Linux 5.2 To Enable GCC 9's Live-Patching Option, Affecting Performance In Select Cases

GCC 9 introduces the -flive-patching option that controls what optimizations are used in trying to ensure they don't mess up (or yield unsafe behavior) if the binary is to potentially see live-patching for the applying of security updates against the running kernel without the need for a reboot.
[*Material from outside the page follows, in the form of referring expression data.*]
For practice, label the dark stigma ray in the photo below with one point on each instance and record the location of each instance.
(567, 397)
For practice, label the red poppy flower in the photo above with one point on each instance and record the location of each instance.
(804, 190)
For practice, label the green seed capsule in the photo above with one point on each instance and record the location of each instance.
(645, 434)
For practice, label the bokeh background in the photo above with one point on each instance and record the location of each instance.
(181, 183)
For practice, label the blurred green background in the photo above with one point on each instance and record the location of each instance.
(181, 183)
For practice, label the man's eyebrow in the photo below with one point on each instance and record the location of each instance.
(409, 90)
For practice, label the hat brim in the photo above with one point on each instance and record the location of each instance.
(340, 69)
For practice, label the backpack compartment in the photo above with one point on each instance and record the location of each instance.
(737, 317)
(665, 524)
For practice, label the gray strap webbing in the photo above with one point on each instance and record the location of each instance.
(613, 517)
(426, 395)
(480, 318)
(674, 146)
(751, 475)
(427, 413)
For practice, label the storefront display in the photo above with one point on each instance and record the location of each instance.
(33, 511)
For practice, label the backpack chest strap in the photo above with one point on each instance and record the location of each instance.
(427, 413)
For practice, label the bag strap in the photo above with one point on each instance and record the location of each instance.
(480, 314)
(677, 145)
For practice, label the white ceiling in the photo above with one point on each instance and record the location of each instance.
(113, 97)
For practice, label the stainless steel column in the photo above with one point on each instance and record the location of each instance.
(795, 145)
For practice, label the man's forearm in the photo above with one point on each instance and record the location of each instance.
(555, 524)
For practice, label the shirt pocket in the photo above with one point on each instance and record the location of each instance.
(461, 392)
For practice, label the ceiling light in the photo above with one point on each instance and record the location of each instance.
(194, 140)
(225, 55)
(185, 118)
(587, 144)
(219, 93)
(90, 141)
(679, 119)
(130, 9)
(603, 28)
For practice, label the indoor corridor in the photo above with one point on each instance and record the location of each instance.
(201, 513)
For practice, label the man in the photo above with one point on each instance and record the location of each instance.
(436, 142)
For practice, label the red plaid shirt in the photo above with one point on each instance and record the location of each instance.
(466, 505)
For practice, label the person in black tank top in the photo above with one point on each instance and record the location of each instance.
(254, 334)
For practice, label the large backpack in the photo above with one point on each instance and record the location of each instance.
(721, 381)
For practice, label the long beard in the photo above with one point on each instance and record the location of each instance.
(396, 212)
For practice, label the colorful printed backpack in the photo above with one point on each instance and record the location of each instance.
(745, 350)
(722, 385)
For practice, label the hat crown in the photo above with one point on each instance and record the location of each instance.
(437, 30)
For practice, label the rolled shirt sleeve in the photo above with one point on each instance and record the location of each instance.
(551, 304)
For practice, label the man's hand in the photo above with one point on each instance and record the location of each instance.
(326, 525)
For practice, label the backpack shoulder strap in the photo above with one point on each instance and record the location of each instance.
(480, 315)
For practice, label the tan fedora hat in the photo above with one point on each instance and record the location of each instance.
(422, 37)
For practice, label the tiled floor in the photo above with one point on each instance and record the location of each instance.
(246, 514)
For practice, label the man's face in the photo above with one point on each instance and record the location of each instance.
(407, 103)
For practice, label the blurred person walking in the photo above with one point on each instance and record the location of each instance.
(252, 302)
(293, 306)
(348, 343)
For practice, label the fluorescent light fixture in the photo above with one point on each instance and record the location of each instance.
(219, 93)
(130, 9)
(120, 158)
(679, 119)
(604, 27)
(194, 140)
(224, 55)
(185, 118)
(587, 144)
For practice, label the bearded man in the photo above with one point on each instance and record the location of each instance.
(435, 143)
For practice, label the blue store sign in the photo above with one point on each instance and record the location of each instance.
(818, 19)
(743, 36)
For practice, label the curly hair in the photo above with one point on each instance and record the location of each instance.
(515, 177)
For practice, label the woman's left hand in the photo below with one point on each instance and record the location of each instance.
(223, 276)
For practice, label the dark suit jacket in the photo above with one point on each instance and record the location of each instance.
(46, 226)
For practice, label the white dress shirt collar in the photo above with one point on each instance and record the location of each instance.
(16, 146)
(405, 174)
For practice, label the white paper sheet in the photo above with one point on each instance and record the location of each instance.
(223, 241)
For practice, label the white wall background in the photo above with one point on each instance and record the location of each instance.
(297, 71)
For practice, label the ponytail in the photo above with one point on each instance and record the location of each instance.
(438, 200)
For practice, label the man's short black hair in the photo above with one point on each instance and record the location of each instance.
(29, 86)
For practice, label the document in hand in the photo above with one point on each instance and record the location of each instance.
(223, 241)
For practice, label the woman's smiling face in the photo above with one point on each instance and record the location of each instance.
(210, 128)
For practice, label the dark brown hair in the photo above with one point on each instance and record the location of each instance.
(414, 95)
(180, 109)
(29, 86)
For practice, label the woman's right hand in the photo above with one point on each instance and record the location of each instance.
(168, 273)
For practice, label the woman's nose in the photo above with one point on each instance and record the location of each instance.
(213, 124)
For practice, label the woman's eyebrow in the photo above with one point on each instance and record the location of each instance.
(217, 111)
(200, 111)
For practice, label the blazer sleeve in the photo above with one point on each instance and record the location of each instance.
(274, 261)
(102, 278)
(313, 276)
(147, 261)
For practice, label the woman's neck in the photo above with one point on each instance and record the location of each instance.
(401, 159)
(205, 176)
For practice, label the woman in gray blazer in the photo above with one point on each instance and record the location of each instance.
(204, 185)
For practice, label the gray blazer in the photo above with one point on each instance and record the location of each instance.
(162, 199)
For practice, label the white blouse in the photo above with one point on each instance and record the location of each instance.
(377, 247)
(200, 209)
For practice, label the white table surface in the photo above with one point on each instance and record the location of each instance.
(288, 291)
This is relevant for the likes of kGraft, Ksplice, and Kpatch in helping to ensure the GCC compiler doesn't fudge their live-patching work.
With GCC 9.1.0 being released in late April or early May, the Linux 5.2 kernel will be enabling -flive-patching by default when it's built by a supported compiler and when CONFIG_LIVEPATCH is enabled - it's on by default for most Linux distribution kernels.
Miroslav Benes of SUSE who added the change, which is currently in the livepatching-next tree ahead of the Linux 5.2 merge window, does note that in select cases there can be performance hits as a result of this live-patching option controlling the compiler's optimization heuristics.
Miroslav noted, "Performance impact of the option was measured on three different Intel machines - two bigger NUMA boxes and one smaller UMA box. Kernel intensive (IO, scheduling, networking) benchmarks were selected, plus a set of HPC workloads from NAS Parallel Benchmark. The tests were done on upstream kernel 5.0-rc8 with openSUSE Leap 15.0 userspace. ..The majority of the tests is unaffected. The only significant exception is the scheduler section which suffers 1-3% degradation."